Open software

Orionfold Arena

Run, compare, and score AI models on your own desktop. Live speed and memory, a private board, two side by side. Free, and nothing leaves your machine.

  • Runs local
  • Leaderboard
  • Live telemetry
  • Private
Orionfold Arena
Language
Python
Run it
fieldkit arena serve
Proven on
DGX Spark
License
Free and local

Orionfold Arena is a single screen for running, comparing, and scoring the AI models on your own desktop. Open it on an NVIDIA DGX Spark and you see the machine’s live readouts, every model you have built, the tests those models were measured on, and a private board that ranks them from your own results. All of it runs on the machine under your desk, and none of it leaves.

Why it exists

If you build models on a Spark, you end up with a shelf of them and nowhere to drive them from. Picking one meant remembering a long command. Comparing two meant a terminal and a notebook. Knowing which small build was the good one meant digging up notes you wrote weeks ago. Arena turns that shelf into a control room. Chat with the model that is already warm and loaded, set two of them against each other, score an answer against a known-good answer, and read one chart to decide which build is worth shipping.

What you can do

  • Watch the machine. A live strip across the top shows how hard the chip is working, how hot it is, how much of the shared 128 GB of memory is in use, and how fast answers come back. On a Spark the chip and the system share one pool of memory, so watching that number is how you avoid running out before it happens.
  • Rank your models. The board ranks your models from real results and folds in every new chat and test as you go. It is built from a safe slice that shares only scores, never your prompts or the model’s replies, so you can publish the board and keep your data.
  • Pick what to ship. One chart plots quality against speed for every build and draws the best trade-offs in gold. Quality here means how well the model answers; the gold line is the set where you cannot get more quality without giving up speed.
  • Try and test in one place. Chat with any model, pull the exact test it was measured on, and score its answer against a gold answer without leaving the chat. Or put two models head to head and read the trade in plain numbers: quality, speed, wait time, length, and cost.

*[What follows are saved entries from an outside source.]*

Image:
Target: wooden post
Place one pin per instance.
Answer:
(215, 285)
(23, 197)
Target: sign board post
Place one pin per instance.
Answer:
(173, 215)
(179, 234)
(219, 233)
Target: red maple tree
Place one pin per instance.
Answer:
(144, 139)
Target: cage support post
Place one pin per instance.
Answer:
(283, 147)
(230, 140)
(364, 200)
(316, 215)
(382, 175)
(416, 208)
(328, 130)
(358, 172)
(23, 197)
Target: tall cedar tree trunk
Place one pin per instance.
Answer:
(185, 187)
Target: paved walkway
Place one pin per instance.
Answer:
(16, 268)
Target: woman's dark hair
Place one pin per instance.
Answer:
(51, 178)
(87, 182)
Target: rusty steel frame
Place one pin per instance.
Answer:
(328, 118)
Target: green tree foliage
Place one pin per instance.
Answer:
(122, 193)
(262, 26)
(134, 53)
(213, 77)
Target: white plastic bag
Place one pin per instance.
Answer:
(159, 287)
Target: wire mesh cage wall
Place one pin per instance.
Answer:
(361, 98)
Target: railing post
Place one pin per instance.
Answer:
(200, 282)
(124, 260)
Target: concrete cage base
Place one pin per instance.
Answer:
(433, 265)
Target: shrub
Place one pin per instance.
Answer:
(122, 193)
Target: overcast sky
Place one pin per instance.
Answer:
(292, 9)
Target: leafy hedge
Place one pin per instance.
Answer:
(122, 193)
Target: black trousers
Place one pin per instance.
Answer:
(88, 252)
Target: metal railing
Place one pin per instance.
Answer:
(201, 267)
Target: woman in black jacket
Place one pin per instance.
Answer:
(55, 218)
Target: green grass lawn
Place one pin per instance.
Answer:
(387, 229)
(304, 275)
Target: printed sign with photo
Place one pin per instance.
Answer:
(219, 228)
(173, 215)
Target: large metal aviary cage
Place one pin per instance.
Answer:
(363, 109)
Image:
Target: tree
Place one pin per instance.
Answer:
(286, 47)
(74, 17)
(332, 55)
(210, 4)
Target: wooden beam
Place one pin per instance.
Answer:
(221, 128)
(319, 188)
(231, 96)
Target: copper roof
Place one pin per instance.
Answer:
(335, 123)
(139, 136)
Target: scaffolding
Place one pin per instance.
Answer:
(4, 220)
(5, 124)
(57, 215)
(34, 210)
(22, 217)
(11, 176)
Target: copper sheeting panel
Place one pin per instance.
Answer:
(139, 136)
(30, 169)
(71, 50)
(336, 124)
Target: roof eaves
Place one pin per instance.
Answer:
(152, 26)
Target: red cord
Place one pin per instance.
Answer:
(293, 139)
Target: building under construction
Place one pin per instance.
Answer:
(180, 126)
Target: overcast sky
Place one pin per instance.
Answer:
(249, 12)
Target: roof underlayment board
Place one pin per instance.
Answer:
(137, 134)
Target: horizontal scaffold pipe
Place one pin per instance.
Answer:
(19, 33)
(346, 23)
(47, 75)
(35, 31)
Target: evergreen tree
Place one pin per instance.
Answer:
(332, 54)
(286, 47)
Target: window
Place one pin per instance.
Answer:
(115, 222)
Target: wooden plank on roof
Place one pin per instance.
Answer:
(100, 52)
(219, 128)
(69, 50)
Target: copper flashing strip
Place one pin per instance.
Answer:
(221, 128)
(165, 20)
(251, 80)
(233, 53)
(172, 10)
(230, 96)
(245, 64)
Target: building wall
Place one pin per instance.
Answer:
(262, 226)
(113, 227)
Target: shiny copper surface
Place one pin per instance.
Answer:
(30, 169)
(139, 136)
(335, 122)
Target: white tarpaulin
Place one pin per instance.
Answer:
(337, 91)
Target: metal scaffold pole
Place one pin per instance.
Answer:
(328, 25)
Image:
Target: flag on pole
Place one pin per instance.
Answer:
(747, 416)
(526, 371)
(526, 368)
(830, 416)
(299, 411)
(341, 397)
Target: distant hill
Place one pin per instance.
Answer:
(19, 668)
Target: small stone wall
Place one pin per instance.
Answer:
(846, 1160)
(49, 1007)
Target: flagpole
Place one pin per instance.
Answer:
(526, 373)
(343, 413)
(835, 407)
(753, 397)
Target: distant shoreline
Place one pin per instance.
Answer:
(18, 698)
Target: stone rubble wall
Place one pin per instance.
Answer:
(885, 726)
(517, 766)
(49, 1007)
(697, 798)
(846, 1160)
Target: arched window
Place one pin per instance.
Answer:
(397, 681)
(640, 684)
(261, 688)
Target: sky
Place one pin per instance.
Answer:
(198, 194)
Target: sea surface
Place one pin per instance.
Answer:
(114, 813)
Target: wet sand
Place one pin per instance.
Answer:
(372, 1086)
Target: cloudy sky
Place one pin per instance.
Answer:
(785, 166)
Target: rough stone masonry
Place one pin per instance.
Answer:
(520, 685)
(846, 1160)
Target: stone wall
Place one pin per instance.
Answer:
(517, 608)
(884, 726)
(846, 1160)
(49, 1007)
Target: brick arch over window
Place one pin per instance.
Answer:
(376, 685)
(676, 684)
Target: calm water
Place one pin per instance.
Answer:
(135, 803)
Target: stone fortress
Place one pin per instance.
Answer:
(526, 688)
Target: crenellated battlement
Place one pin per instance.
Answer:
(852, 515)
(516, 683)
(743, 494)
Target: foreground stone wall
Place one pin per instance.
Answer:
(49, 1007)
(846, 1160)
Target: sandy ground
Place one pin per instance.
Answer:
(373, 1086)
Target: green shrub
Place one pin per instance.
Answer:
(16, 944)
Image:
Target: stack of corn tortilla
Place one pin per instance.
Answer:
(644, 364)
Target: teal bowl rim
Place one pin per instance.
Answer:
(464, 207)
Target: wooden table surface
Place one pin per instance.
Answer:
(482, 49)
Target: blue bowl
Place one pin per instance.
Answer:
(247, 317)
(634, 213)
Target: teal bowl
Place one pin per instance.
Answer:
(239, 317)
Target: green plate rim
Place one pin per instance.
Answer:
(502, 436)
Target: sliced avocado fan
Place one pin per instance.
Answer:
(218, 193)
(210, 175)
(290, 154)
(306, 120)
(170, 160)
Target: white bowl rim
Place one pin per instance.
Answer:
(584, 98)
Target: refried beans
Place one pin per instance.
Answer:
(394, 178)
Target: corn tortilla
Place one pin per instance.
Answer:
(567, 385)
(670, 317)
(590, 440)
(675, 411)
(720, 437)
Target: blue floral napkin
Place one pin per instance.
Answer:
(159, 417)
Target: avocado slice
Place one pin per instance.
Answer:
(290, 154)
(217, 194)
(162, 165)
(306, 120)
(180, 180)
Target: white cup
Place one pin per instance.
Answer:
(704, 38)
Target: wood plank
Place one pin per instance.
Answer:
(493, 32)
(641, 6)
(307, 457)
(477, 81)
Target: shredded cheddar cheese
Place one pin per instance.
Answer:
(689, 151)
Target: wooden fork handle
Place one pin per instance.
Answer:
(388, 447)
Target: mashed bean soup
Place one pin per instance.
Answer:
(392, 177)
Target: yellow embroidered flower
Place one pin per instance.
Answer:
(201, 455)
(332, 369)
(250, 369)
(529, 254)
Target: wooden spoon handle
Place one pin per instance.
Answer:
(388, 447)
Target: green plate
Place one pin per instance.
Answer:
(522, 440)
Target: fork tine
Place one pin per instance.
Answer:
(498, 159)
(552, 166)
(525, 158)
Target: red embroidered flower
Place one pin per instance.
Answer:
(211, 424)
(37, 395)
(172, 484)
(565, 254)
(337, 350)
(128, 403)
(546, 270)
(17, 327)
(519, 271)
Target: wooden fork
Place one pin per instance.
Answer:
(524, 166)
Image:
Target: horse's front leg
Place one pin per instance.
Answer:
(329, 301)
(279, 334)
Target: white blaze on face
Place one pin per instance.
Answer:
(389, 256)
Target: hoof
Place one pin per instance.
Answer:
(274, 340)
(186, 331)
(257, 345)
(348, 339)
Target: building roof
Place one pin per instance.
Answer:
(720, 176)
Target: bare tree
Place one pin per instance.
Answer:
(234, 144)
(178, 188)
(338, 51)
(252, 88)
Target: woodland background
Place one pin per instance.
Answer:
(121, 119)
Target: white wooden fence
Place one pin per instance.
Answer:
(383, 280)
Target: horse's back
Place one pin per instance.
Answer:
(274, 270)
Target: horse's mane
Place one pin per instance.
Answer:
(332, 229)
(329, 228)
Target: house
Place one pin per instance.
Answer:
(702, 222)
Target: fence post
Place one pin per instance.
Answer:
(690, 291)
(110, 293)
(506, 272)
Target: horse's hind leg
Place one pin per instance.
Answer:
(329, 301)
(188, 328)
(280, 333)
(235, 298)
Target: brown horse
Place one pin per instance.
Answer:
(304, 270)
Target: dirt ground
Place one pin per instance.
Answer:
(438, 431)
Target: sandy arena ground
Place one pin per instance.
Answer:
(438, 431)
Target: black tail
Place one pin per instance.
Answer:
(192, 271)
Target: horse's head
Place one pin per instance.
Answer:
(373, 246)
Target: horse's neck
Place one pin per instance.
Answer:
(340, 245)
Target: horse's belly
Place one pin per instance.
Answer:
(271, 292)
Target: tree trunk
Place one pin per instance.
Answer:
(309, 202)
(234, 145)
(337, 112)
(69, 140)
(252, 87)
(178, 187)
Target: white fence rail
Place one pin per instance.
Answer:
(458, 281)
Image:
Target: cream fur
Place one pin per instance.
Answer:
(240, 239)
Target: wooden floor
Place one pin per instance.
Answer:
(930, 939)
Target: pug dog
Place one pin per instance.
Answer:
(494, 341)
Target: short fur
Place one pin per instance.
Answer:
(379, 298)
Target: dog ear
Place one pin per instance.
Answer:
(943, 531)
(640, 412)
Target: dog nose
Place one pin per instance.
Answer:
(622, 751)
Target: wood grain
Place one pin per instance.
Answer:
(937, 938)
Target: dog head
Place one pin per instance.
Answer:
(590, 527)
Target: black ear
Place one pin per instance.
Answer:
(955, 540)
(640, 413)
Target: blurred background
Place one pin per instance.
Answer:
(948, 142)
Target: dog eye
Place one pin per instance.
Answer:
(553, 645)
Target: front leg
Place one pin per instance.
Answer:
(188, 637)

Jargon, in plain words: a GGUF is just a packaged model file you can run on your own machine. To quantize a model is to shrink it so it runs faster, and the chart shows what you trade away when you do. Throughput is how many words a second the model can produce.

Private by design

Nothing you type is uploaded, and nothing you compare phones home, unless you deliberately pick a hosted model. The whole thing is a tool you could run on a plane.

Built on fieldkit

Arena is a thin cockpit over the fieldkit toolbox and a year of real research. fieldkit serves the models, runs the tests, and scores the answers; Arena gives that work a screen. Because the parts already existed, the whole cockpit, fourteen screens and 125 tests, came together in about fifteen hours of work, with the AI agent doing the typing. The honest version of that story is the better one: the cockpit is the sum of a lot of compounding work, not a fresh start.

A closer look

One home screen. Live machine readouts up top, your best runs, and what happened recently.
Your models ranked from real results, built from a safe slice that never shares your prompts.
Quality against speed on one chart. The gold line is the set worth shipping.
Put any two models head to head and read the trade in plain numbers.
Pull a real test, send it from the chat, and score the answer against a gold answer.

Install

pip install fieldkit

Use it

# Start the Arena on your Spark and open it in a browser.
# It reads your own models, your benches, and your past results.
fieldkit arena serve

Specs

What it is
A single-screen cockpit to run, compare, and score local AI models
Live readouts
GPU use, heat, memory, and speed, updated as a model runs
Leaderboard
Your models ranked from real results, with no private text shared
Pick what to ship
A quality-versus-speed chart that marks the best trade-offs in gold
Try and test
Chat with any model, score an answer against a gold answer, or duel two side by side
Private
Runs on your own machine; nothing is uploaded unless you choose a hosted model
Built on
The fieldkit toolbox (arena, eval, harness, nim, notebook)